# witik at abanico



## Gulo (Oct 13, 2004)

in my limited understanding of espada y daga, the use of these two, do not originate or belong in it but only in stick fighting. does anybody have any use for these strikes with swords and also with short blades. i can only imagine using abanico prior to a thrust. maraming salamat po! :asian:


----------



## Rich Parsons (Oct 13, 2004)

Most fighting knives have a tappered edge or drop point or, ..., . Thus when doing a fanning motion the person may use the back of the blade point to hook and or cut or clip cut the opponent. Now is the the main use of these weapons? No way. They a ment to be used to cut along the edge of the blade. Can you use them in the manner described? Yes.

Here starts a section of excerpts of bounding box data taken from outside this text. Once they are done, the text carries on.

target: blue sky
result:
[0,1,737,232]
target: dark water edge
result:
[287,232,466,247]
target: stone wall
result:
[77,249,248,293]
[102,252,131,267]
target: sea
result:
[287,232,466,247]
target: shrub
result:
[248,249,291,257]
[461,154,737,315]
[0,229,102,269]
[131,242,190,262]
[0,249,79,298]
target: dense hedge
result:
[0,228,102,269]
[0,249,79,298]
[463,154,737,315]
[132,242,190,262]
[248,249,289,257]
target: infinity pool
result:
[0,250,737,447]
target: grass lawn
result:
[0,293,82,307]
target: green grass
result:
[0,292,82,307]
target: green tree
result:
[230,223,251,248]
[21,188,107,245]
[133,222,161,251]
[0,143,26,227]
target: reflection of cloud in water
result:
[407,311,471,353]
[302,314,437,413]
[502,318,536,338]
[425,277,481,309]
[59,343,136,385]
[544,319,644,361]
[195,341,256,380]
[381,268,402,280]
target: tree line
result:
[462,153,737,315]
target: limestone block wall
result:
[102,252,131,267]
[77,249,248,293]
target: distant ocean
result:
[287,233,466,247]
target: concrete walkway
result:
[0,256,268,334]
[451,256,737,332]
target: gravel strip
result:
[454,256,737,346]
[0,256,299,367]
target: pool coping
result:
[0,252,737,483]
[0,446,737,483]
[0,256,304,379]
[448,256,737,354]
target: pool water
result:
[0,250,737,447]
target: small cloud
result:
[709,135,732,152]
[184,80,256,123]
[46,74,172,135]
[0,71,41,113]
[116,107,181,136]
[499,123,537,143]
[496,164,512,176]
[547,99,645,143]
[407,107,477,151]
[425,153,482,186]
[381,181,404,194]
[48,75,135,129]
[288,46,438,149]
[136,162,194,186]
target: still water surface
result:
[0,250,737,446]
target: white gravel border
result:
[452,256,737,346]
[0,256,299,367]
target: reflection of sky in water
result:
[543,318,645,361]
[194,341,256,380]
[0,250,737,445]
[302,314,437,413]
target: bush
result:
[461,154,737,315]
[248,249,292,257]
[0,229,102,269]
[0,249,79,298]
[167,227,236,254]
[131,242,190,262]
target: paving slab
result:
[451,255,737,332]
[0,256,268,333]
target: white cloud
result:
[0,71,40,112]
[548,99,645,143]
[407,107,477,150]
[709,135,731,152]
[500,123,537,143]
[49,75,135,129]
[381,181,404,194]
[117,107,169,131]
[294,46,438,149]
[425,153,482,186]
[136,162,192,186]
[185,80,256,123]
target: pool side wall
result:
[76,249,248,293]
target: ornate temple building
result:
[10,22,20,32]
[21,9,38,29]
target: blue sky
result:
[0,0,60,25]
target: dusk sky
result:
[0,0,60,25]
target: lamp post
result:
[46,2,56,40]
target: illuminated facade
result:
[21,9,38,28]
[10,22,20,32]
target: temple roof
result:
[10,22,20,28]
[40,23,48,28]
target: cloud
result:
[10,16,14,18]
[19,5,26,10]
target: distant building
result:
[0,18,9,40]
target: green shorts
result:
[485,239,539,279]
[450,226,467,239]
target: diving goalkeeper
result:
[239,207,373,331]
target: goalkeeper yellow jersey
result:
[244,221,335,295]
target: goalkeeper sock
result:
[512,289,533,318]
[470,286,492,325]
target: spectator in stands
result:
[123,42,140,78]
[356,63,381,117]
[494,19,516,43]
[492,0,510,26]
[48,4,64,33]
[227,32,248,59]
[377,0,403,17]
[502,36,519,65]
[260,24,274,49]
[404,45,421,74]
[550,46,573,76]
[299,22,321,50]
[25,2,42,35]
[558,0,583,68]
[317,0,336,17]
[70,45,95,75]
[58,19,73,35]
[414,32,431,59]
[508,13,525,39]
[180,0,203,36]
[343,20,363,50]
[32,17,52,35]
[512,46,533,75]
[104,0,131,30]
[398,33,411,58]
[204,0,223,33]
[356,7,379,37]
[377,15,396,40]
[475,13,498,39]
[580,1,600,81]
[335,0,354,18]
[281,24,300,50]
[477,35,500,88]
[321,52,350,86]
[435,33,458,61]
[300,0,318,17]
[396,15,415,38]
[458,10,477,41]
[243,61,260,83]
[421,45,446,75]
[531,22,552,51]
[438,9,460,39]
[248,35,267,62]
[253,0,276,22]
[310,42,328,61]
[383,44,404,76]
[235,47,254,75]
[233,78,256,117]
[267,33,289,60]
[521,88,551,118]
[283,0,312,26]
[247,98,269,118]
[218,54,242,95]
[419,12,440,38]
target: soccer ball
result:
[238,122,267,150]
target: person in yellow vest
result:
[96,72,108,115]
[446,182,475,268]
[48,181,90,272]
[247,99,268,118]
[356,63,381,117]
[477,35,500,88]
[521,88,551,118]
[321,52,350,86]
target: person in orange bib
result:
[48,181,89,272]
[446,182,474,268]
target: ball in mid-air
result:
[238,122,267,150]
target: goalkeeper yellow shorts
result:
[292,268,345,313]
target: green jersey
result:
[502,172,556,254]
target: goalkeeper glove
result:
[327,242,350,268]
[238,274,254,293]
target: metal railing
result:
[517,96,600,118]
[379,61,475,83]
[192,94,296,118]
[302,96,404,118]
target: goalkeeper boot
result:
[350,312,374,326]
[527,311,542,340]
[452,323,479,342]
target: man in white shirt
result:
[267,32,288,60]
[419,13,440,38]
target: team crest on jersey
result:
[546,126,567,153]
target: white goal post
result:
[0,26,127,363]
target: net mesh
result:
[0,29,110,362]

Check out the Bolo thread in the Modern Arnis section and some of Tulisan aka Paul Janulis' posts. 

 :asian:


----------



## KyleShort (Oct 13, 2004)

Something like a witik is also typically a transitory or an oh shi_ movement.  For example, someone could check your knife hand and jam it into your body, then reach with their second hand to gain total control over your knife.  While they are reaching you could witik to catch the reaching hand and maybe offer enough deterence for them to let go.  With a long weapon like a sword, a witik or abanico could be a great way to clip an eye if you are checked, or slap the face with the flat...just 'cause it has a blade doesn't mean that it is the only part of the weapon that can do dammage


----------



## leomel pino (Jun 1, 2005)

why not try a witik with a bladed weapon while hitting a bark and you conclude.


----------



## arnisador (Jun 1, 2005)

What would we learn?


----------